11:00 AM - 1:00 PM
[STT40-P08] Problems in the reduction of the posterior distribution reduction in fully Bayesian inversion and their geophysical implication
Keywords:Inversion analysis, Fully Bayesian inference, Geophysical applications
In this study, we apply the above results to crustal deformation data to demonstrate how the reduction of the posterior in the fully Bayesian inversions affects the result interpretation in the inversion analysis. Focusing on the marginalization of the joint posterior, Sato and Fukahata (2021) classify the reduction into the following three: (1) the joint posterior of the model parameters and hyperparameters, maximized with respect to the hyperparameters (profile likelihood method; Murphy and Van der Vaart 2000), (2) the marginal posterior of the model parameters, obtained by integrating the joint posterior with respect to the hyperparameters (marginal likelihood method; Carlin and Louis 2008; Fukuda and Johnson, 2008), and (3) the marginal posterior of the hyperparameters, obtained by integrating the joint posterior with respect to the model parameters (the Akaike Bayesian information criterion; Akaike, 1980; Yabuki and Matsu'ura, 1992). In the linear inverse problem, as the number of model parameters increases, the solutions that emerge with finite probability from these distribution functions are represented by the two solutions: (a; the MAP estimate) the probability maximum of the joint posterior and (b; the ABIC estimate) the probability maximum of the joint posterior when using the probability maximum of the marginal posterior of the hyperparameters. In the presentation, we address the problem of estimating the displacement velocity field from spatially discrete GNSS data with the Laplacian smoothing constraint. We set the joint posterior using the basis function expansion methods (e.g. Okazaki et al., 2021) and examine how the MAP and ABIC estimates vary with the number of basis functions (the number of model parameters).

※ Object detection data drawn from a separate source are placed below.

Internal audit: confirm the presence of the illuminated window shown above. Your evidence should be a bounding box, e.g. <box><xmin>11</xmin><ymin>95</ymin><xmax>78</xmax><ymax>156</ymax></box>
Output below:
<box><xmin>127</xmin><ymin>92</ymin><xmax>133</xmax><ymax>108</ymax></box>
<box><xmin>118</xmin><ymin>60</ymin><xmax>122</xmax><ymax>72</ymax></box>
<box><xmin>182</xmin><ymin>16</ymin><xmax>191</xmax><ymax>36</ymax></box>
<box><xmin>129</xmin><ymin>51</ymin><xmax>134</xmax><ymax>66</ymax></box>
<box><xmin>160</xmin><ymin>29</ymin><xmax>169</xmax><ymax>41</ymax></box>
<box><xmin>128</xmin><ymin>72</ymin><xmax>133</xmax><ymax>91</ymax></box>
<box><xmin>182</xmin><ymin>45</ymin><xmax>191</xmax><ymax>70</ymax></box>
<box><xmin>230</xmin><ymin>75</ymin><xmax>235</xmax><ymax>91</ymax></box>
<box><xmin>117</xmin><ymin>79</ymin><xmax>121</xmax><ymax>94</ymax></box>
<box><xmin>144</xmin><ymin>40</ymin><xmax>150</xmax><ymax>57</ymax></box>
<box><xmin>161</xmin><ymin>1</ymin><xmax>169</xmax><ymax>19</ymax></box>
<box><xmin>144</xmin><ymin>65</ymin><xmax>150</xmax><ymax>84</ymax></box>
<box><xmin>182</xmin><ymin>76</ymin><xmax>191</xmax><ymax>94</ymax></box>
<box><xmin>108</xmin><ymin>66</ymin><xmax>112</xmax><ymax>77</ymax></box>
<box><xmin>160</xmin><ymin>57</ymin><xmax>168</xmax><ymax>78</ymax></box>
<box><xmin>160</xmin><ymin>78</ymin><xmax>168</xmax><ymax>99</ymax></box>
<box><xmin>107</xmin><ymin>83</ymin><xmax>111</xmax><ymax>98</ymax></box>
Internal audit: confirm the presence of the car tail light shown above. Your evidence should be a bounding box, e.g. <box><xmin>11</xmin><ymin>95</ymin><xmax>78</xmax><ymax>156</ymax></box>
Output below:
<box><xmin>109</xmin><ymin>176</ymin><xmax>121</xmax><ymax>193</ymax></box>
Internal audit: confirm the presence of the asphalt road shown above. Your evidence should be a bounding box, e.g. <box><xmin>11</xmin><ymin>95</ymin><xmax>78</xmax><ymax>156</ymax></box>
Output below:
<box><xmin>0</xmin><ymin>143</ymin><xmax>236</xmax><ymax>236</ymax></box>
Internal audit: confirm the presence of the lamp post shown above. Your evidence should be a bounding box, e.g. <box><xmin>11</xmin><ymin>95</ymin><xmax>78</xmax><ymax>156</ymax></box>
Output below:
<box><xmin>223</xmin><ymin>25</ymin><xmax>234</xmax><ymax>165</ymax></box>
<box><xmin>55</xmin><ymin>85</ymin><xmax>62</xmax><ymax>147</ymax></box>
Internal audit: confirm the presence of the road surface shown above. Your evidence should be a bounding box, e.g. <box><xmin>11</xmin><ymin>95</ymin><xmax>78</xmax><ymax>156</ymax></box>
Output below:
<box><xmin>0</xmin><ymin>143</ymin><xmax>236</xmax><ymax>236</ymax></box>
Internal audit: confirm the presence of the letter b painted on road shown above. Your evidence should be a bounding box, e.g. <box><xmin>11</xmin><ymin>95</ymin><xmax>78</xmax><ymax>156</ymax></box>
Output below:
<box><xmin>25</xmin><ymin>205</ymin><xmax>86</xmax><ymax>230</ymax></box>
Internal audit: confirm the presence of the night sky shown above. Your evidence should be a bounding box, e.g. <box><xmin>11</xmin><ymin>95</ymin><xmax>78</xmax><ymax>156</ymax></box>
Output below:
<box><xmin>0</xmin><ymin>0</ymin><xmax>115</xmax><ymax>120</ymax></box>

This comparison will show that as we increase the number of basis functions, the ABIC estimates exhibit a more detailed structure, with the plateau of the resolution indicating the resolution upper bounds specified by the data, while the MAP solution generates an excessively smooth field. High-resolution estimation, which aims to make the best use of the observed data by using a large number of basis functions, requires special attention to the reduction.